他越想越觉得自己的猜测是对的,有点慌乱:“如果我一直不醒,是不是就一直处于植物人状态,不行,我得醒过来……”
忽然,他想到了盗梦空间,盗梦空间里说,想要从梦境惊醒,最好的方法就是高空坠落,他立刻大叫起来:“来人!来人啊!”
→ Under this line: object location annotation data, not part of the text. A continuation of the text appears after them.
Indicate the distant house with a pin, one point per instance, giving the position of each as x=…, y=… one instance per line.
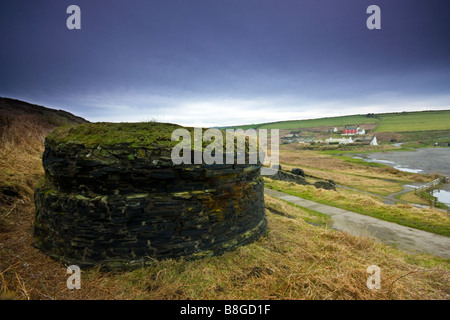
x=349, y=130
x=339, y=141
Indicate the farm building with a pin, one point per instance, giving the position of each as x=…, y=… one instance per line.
x=351, y=130
x=339, y=141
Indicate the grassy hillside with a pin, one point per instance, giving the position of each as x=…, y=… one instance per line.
x=312, y=123
x=414, y=121
x=386, y=122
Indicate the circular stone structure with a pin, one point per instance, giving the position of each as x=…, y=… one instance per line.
x=113, y=197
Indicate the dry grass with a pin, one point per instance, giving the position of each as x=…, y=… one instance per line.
x=414, y=198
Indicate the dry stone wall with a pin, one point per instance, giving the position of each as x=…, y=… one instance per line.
x=120, y=206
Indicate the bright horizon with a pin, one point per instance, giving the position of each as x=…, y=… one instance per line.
x=226, y=63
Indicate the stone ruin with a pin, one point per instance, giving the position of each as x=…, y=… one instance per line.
x=124, y=205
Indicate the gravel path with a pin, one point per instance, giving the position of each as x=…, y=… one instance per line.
x=405, y=238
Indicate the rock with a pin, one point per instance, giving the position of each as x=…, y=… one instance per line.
x=119, y=211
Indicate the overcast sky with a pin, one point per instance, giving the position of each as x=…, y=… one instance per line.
x=225, y=62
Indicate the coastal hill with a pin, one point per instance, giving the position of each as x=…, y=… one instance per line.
x=300, y=257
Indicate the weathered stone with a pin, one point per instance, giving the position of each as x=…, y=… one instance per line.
x=119, y=206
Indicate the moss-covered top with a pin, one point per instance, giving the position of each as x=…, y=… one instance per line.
x=145, y=134
x=134, y=135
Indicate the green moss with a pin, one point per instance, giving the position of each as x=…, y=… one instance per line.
x=145, y=135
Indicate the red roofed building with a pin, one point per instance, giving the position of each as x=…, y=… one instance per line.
x=348, y=130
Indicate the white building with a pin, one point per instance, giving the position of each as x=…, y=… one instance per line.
x=374, y=141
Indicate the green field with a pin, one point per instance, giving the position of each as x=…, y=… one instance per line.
x=414, y=121
x=312, y=123
x=386, y=122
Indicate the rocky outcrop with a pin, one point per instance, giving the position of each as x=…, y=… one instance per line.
x=121, y=206
x=298, y=176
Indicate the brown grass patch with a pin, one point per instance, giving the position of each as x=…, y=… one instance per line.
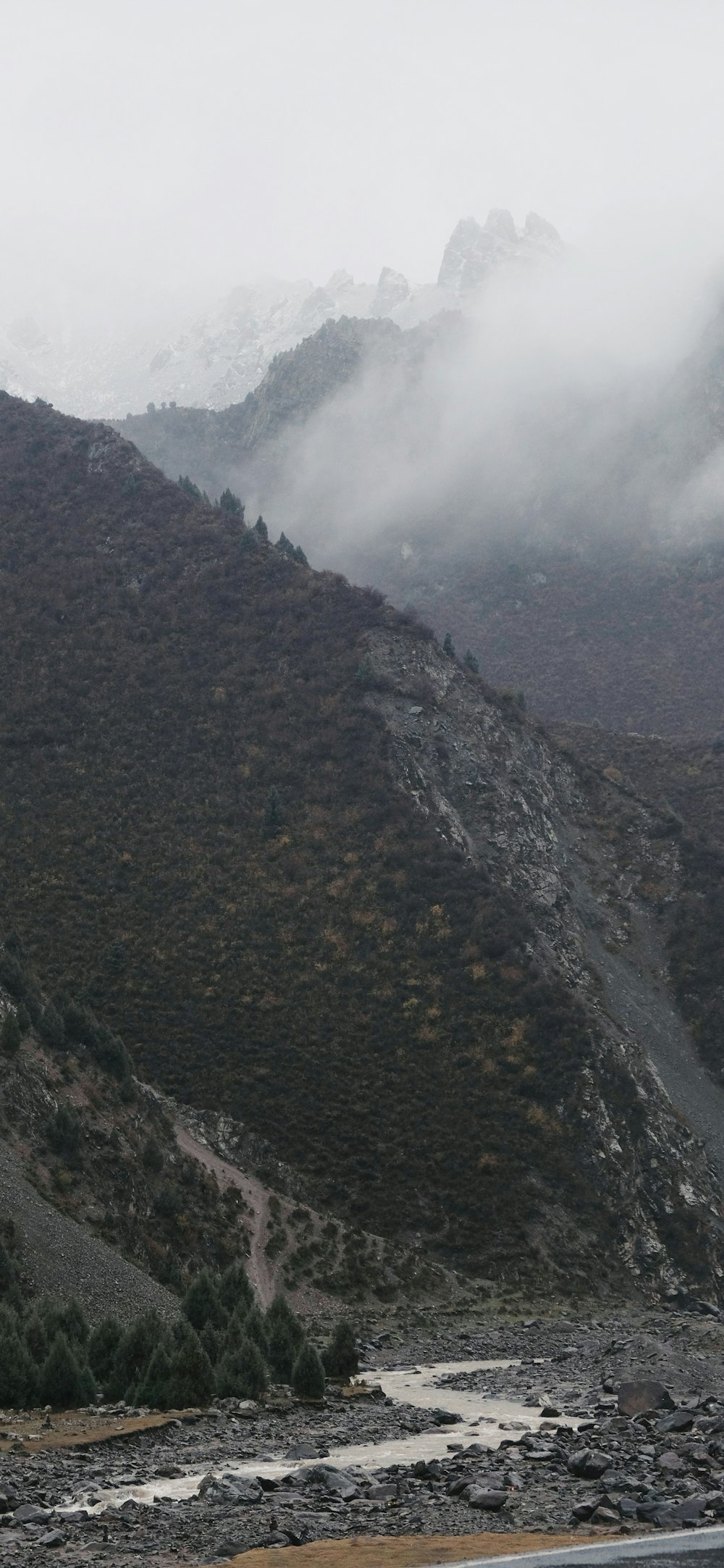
x=77, y=1429
x=402, y=1551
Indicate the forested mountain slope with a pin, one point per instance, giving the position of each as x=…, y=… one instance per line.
x=592, y=579
x=321, y=877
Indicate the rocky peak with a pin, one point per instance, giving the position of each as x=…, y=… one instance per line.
x=475, y=250
x=392, y=289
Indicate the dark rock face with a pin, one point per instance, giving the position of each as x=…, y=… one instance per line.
x=636, y=1399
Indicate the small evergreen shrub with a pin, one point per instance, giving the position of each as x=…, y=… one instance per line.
x=10, y=1034
x=308, y=1374
x=242, y=1372
x=340, y=1354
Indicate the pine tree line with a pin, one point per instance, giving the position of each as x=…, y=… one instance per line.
x=222, y=1346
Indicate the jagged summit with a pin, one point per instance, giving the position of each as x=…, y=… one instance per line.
x=475, y=250
x=220, y=355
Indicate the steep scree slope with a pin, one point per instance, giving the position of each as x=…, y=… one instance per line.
x=384, y=976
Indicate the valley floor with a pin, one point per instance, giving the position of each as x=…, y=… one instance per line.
x=651, y=1471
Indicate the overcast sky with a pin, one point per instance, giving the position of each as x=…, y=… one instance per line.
x=169, y=143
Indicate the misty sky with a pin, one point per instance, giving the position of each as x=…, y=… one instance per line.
x=168, y=145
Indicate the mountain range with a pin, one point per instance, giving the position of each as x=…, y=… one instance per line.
x=215, y=356
x=325, y=880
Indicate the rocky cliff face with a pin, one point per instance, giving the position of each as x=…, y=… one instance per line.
x=220, y=355
x=473, y=250
x=502, y=794
x=323, y=879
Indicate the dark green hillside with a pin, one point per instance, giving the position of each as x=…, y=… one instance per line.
x=199, y=829
x=209, y=444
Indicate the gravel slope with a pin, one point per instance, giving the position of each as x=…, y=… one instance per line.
x=62, y=1258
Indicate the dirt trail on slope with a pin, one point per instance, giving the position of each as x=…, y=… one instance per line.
x=635, y=993
x=254, y=1195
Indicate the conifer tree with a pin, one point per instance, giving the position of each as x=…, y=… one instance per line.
x=340, y=1355
x=36, y=1338
x=273, y=816
x=102, y=1347
x=256, y=1328
x=281, y=1351
x=201, y=1302
x=242, y=1372
x=235, y=1288
x=10, y=1034
x=308, y=1374
x=62, y=1382
x=192, y=1374
x=154, y=1386
x=134, y=1354
x=17, y=1372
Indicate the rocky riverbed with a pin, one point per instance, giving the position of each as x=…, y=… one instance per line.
x=573, y=1449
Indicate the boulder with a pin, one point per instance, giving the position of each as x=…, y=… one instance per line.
x=644, y=1394
x=492, y=1501
x=588, y=1464
x=679, y=1421
x=29, y=1514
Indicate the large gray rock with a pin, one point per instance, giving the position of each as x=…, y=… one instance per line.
x=588, y=1465
x=641, y=1396
x=492, y=1501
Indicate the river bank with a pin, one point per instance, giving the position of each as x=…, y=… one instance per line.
x=531, y=1443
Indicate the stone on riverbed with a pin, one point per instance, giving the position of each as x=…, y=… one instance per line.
x=491, y=1501
x=644, y=1394
x=588, y=1464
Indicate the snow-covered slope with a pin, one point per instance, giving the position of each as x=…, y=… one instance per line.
x=216, y=358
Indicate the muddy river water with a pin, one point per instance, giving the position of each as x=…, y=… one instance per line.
x=484, y=1420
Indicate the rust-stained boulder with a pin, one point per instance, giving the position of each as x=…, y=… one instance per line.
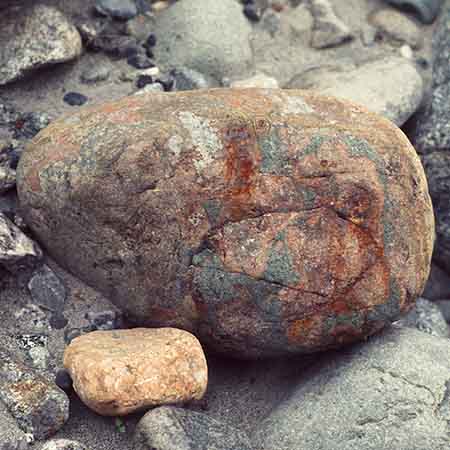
x=122, y=371
x=265, y=221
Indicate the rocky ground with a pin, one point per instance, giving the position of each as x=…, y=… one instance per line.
x=59, y=56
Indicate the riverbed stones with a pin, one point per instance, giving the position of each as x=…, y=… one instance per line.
x=34, y=37
x=396, y=98
x=209, y=37
x=171, y=428
x=267, y=222
x=391, y=392
x=121, y=371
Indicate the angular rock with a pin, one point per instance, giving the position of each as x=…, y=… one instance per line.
x=63, y=444
x=259, y=80
x=426, y=10
x=426, y=317
x=391, y=392
x=328, y=29
x=391, y=87
x=47, y=290
x=34, y=37
x=397, y=27
x=170, y=428
x=17, y=251
x=438, y=284
x=118, y=372
x=120, y=9
x=261, y=239
x=210, y=37
x=39, y=407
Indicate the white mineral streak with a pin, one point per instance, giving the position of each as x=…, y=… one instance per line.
x=204, y=138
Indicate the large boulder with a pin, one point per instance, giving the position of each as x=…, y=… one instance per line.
x=265, y=221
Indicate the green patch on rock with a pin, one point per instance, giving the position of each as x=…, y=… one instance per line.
x=275, y=159
x=280, y=267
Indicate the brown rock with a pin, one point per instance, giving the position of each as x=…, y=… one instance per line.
x=118, y=372
x=265, y=221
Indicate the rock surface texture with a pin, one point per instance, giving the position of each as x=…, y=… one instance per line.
x=35, y=37
x=169, y=428
x=118, y=372
x=392, y=392
x=265, y=221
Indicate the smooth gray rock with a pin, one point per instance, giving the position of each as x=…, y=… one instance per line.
x=391, y=87
x=328, y=30
x=11, y=436
x=17, y=251
x=39, y=407
x=170, y=428
x=438, y=284
x=426, y=10
x=390, y=392
x=34, y=37
x=211, y=37
x=63, y=444
x=427, y=317
x=120, y=9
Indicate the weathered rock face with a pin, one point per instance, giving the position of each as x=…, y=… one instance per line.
x=265, y=221
x=121, y=371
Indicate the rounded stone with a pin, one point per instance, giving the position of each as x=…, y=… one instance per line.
x=267, y=222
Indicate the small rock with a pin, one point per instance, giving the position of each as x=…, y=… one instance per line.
x=259, y=80
x=140, y=27
x=75, y=99
x=391, y=87
x=328, y=29
x=63, y=444
x=427, y=317
x=17, y=251
x=143, y=80
x=426, y=10
x=95, y=73
x=397, y=27
x=211, y=37
x=185, y=79
x=35, y=37
x=47, y=290
x=119, y=9
x=39, y=407
x=171, y=428
x=140, y=61
x=118, y=372
x=438, y=284
x=63, y=380
x=390, y=392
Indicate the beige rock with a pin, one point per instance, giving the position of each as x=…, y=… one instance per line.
x=121, y=371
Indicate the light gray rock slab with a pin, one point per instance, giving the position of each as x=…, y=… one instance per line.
x=390, y=392
x=391, y=87
x=34, y=37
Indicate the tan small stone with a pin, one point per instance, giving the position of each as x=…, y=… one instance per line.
x=121, y=371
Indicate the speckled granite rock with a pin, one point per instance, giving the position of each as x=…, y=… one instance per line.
x=39, y=407
x=390, y=392
x=265, y=221
x=169, y=428
x=34, y=37
x=118, y=372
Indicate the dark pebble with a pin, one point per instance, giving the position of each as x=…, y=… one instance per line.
x=143, y=80
x=140, y=61
x=75, y=99
x=63, y=380
x=251, y=13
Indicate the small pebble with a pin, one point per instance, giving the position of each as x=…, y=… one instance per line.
x=140, y=61
x=63, y=380
x=75, y=99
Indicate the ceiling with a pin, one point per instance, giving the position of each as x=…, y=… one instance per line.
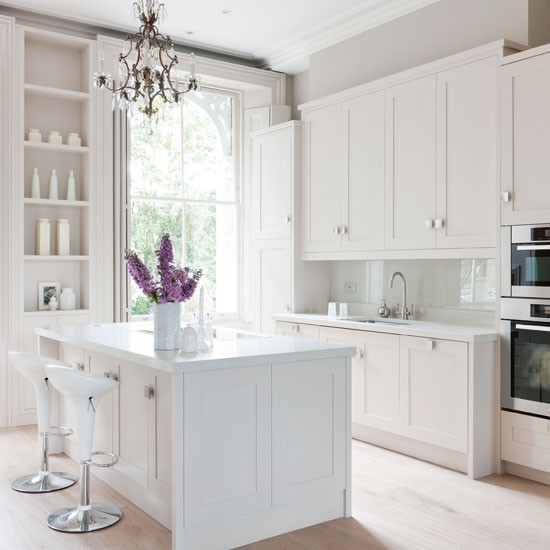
x=279, y=34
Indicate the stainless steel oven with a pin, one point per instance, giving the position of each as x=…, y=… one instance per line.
x=525, y=261
x=525, y=355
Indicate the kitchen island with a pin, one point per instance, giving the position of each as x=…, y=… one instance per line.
x=245, y=441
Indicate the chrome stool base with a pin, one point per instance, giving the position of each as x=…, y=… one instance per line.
x=82, y=519
x=43, y=483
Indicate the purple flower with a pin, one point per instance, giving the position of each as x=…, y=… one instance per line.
x=174, y=284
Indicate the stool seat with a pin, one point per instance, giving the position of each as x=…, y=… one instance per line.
x=85, y=390
x=32, y=367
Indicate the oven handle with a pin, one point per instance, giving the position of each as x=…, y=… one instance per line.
x=540, y=328
x=533, y=247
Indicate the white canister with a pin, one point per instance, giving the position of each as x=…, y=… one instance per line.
x=62, y=237
x=35, y=135
x=55, y=138
x=43, y=237
x=53, y=186
x=71, y=187
x=74, y=139
x=67, y=299
x=35, y=190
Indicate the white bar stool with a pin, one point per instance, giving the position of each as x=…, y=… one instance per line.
x=32, y=368
x=85, y=390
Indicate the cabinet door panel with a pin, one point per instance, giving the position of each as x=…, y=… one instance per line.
x=323, y=179
x=467, y=140
x=273, y=173
x=227, y=440
x=378, y=383
x=273, y=281
x=434, y=391
x=309, y=429
x=525, y=141
x=363, y=176
x=410, y=164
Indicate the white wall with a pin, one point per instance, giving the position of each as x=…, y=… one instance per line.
x=433, y=286
x=438, y=30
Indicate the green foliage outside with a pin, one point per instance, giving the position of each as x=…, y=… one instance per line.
x=176, y=159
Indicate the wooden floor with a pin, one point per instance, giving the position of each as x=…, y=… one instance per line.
x=398, y=503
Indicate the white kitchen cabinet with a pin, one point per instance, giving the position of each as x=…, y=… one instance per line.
x=410, y=164
x=467, y=140
x=282, y=281
x=525, y=138
x=309, y=430
x=322, y=188
x=525, y=440
x=377, y=384
x=344, y=176
x=434, y=391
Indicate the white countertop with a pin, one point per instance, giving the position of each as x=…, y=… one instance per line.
x=134, y=342
x=463, y=333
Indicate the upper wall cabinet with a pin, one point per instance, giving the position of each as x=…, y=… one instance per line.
x=410, y=164
x=344, y=176
x=525, y=138
x=412, y=161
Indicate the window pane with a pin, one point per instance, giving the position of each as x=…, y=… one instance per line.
x=211, y=244
x=155, y=167
x=149, y=221
x=207, y=153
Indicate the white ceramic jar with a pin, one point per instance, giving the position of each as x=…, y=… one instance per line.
x=42, y=237
x=67, y=299
x=62, y=237
x=74, y=139
x=35, y=135
x=55, y=138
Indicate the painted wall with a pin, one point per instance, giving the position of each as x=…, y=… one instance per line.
x=441, y=290
x=438, y=30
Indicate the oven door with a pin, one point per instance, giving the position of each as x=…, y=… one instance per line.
x=525, y=367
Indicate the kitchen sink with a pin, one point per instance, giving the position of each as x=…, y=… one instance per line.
x=380, y=322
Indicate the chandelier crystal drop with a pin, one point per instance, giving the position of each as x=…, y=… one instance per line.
x=147, y=66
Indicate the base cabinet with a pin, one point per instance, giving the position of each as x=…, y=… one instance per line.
x=525, y=440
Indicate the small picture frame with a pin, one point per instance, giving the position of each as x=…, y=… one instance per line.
x=45, y=292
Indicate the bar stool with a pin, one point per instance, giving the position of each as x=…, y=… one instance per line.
x=85, y=390
x=32, y=368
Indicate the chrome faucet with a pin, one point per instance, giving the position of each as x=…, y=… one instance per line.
x=404, y=310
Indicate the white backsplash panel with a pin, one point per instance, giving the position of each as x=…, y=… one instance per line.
x=461, y=291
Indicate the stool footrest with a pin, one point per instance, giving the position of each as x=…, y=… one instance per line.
x=59, y=431
x=113, y=456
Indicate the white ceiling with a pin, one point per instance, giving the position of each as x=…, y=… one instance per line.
x=282, y=32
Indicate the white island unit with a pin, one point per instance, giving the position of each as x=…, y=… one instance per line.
x=240, y=443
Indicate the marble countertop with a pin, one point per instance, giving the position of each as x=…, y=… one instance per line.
x=464, y=333
x=134, y=342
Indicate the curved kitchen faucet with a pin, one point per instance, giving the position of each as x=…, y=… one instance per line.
x=404, y=310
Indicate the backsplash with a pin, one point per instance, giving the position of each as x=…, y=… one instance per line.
x=459, y=291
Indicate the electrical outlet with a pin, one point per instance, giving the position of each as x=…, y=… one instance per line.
x=350, y=287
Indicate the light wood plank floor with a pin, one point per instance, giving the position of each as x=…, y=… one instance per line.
x=399, y=503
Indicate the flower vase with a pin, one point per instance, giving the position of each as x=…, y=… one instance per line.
x=166, y=325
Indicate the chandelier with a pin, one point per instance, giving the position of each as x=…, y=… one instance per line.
x=147, y=66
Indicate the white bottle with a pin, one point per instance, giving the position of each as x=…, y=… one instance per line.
x=53, y=186
x=62, y=237
x=71, y=187
x=35, y=192
x=67, y=299
x=188, y=341
x=43, y=237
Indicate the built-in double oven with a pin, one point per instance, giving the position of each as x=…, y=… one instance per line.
x=525, y=319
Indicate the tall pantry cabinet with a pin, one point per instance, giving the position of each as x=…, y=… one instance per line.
x=53, y=92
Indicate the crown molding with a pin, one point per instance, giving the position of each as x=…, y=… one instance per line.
x=292, y=56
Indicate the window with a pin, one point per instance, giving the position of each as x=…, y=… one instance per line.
x=182, y=182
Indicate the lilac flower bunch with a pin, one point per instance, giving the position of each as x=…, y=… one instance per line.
x=175, y=284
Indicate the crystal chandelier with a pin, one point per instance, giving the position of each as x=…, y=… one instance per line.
x=148, y=66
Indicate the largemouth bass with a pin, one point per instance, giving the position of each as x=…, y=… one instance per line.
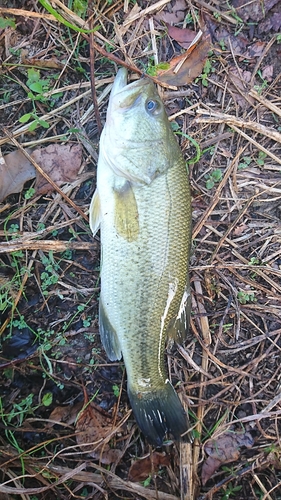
x=142, y=207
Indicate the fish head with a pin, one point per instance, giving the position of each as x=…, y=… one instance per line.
x=138, y=141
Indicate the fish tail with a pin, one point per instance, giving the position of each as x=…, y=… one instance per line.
x=158, y=412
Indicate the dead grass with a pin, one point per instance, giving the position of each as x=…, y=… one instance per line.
x=230, y=367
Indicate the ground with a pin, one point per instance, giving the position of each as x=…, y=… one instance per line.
x=58, y=391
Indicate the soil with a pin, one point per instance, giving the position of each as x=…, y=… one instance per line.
x=58, y=390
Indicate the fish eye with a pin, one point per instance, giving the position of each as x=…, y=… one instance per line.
x=151, y=106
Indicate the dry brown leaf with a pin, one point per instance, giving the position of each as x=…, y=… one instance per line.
x=172, y=14
x=254, y=10
x=183, y=36
x=141, y=469
x=237, y=81
x=267, y=72
x=255, y=50
x=60, y=162
x=43, y=63
x=15, y=170
x=95, y=426
x=224, y=449
x=192, y=65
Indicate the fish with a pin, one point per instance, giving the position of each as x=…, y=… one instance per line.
x=142, y=207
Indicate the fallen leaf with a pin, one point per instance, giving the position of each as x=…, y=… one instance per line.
x=224, y=449
x=172, y=13
x=53, y=62
x=267, y=72
x=141, y=469
x=60, y=162
x=254, y=10
x=94, y=426
x=192, y=65
x=15, y=170
x=183, y=36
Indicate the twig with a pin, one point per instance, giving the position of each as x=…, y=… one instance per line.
x=92, y=67
x=239, y=122
x=46, y=176
x=265, y=102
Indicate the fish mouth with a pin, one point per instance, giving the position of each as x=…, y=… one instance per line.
x=121, y=82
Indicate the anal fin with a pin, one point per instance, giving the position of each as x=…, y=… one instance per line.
x=178, y=326
x=94, y=213
x=108, y=335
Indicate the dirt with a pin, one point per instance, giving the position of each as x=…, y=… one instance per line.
x=54, y=371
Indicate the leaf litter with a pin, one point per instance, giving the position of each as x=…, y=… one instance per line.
x=60, y=162
x=227, y=121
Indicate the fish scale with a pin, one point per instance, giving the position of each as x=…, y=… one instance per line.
x=142, y=207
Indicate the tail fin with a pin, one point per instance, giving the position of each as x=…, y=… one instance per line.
x=158, y=412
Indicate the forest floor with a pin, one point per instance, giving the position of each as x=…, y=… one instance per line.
x=58, y=391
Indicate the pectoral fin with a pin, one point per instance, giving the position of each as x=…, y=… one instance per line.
x=94, y=213
x=126, y=213
x=108, y=335
x=178, y=326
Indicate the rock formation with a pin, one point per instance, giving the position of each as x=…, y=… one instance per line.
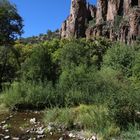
x=114, y=19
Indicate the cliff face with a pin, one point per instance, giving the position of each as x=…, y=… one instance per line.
x=114, y=19
x=75, y=24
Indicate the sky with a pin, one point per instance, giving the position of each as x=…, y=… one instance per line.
x=42, y=15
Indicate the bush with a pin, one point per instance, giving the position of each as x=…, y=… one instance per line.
x=123, y=107
x=120, y=57
x=30, y=95
x=94, y=118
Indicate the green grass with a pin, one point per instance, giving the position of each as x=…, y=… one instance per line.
x=89, y=118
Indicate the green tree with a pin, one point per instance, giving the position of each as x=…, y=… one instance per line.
x=10, y=28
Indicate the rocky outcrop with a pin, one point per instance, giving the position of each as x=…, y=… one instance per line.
x=75, y=24
x=114, y=19
x=101, y=11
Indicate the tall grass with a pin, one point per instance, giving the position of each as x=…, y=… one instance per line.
x=93, y=118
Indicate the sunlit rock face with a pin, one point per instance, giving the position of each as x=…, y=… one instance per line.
x=114, y=19
x=102, y=6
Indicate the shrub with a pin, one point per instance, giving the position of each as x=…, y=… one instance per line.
x=94, y=118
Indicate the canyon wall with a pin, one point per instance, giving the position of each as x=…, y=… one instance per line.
x=114, y=19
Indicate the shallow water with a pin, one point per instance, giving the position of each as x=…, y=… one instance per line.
x=17, y=125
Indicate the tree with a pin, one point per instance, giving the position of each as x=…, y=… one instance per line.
x=10, y=28
x=10, y=23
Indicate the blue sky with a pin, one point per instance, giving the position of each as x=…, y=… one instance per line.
x=41, y=15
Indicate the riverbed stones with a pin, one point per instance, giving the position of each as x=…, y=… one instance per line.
x=7, y=137
x=15, y=138
x=33, y=121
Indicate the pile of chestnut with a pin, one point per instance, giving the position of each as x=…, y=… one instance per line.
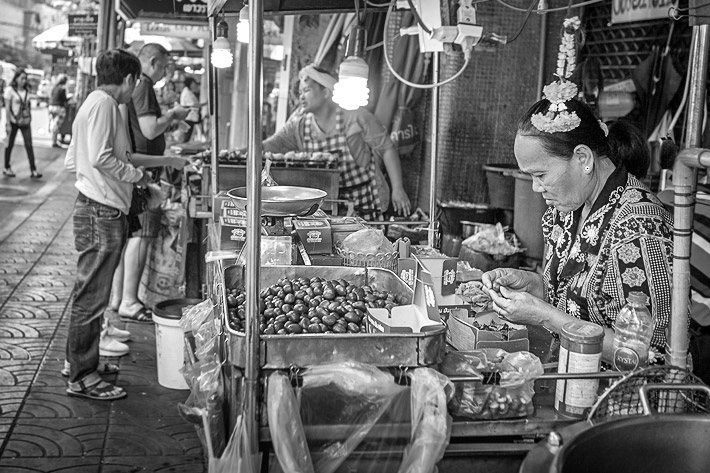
x=315, y=305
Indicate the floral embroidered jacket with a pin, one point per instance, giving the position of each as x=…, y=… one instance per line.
x=625, y=245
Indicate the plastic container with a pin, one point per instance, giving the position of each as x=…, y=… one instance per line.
x=632, y=333
x=170, y=342
x=580, y=352
x=527, y=216
x=500, y=183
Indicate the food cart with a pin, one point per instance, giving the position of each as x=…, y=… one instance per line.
x=497, y=444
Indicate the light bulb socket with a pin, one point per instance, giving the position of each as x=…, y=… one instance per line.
x=222, y=30
x=356, y=41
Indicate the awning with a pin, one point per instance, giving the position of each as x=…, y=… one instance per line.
x=55, y=37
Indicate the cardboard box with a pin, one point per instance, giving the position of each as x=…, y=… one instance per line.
x=421, y=315
x=464, y=336
x=315, y=235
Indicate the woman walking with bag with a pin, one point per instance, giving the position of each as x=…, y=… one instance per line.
x=19, y=117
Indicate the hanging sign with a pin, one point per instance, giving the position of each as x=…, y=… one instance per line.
x=175, y=30
x=194, y=11
x=625, y=11
x=86, y=25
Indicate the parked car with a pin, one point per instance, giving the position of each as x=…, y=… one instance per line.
x=44, y=92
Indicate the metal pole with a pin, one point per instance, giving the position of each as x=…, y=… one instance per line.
x=433, y=223
x=214, y=128
x=684, y=180
x=251, y=375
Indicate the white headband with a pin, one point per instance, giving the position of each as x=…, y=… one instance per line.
x=326, y=80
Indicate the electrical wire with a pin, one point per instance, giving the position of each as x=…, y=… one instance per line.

院外的两个部曲闻声立刻赶了过来,行礼问:“少郎,有何吩咐?”
“去找一架梯子来!我要上屋顶。”
两个部曲对视了一眼,有点懵逼。
杜荷瞪眼大喝:“快去!”
两个部曲不敢违抗,赶紧领命而去,很快便找来了一架梯子。
杜荷把他们赶出了院子,将梯子靠在屋檐上,爬上了屋顶,站在屋檐边,当他转头望向地面时,两条腿便抖得好似筛糠,他有恐高症,而且症状不轻。
他想要跳下去,可两条腿仿佛不听他使唤一般,只一个劲地在那抖个不停,想要挪一寸都很艰难。
折腾了许久,杜荷觉得,还是换一种方法比较好,这个方法不适合他。
于是他又从梯子爬了下来,严重的恐高症导致他爬下来都费了老半天的工夫。
杜荷坐在台阶前又想了片刻,低声自语:“看来,只有自杀了,在梦境中死去,梦就没了,现实中的我应该就能苏醒。”
说做就做,他一溜烟跑到厨房,将厨房里的厨子和杂役都赶了出去,找到菜刀,放在脖子边,准备割脖子。
然而他连咬几次牙,都下不去手,于是他又改为割腕,刀刃在手腕处瞄来瞄去,依旧不敢割下去。
“这个法子太血腥,换一个。”杜荷丢开菜刀,回到自己房间里,把橱子里的衣服翻出来,一件一件连起来,弄成长长的布绳,然后把梯子搬到屋内,架在房梁上,爬上去,把布绳绕过房梁,下方弄个绳套,他这是打算上吊。
由于他恐高,站在梯子上的时候,全程不敢往下看。
把脖子伸进绳套里,一切就绪了,现在只要他从梯子上跳下去,就能成功上吊了,可是……他迈不开那一步,他是真的很怕死,哪怕是在梦中,也如此怕死,没办法,谁让这梦境如此逼真呢。
挣扎了好久,杜荷解掉了布绳,从梯子上下来,他又试着撞墙,每次冲到墙边,双脚就自主启动刹车。
“唉……”杜荷郁闷地坐在塌上,数落自己,“我怎么这么没用,这里是梦境唉,我居然还这么怕死,在这里死掉,现实里就可以苏醒了啊,我怕什么,有什么好怕的,就我这芝麻大的胆,如果生在抗战时期,被敌人抓去了,不用任何大刑,估计全部招供,绝对是当汉奸的料……”
他试图用言语激自己,让自己勇于面对死亡,但似乎没什么用。
他终于放弃,往塌上一躺,长声叹道:“算了,自杀是不可能的了,还好,有人要杀我,我就安静地等人来杀我吧。”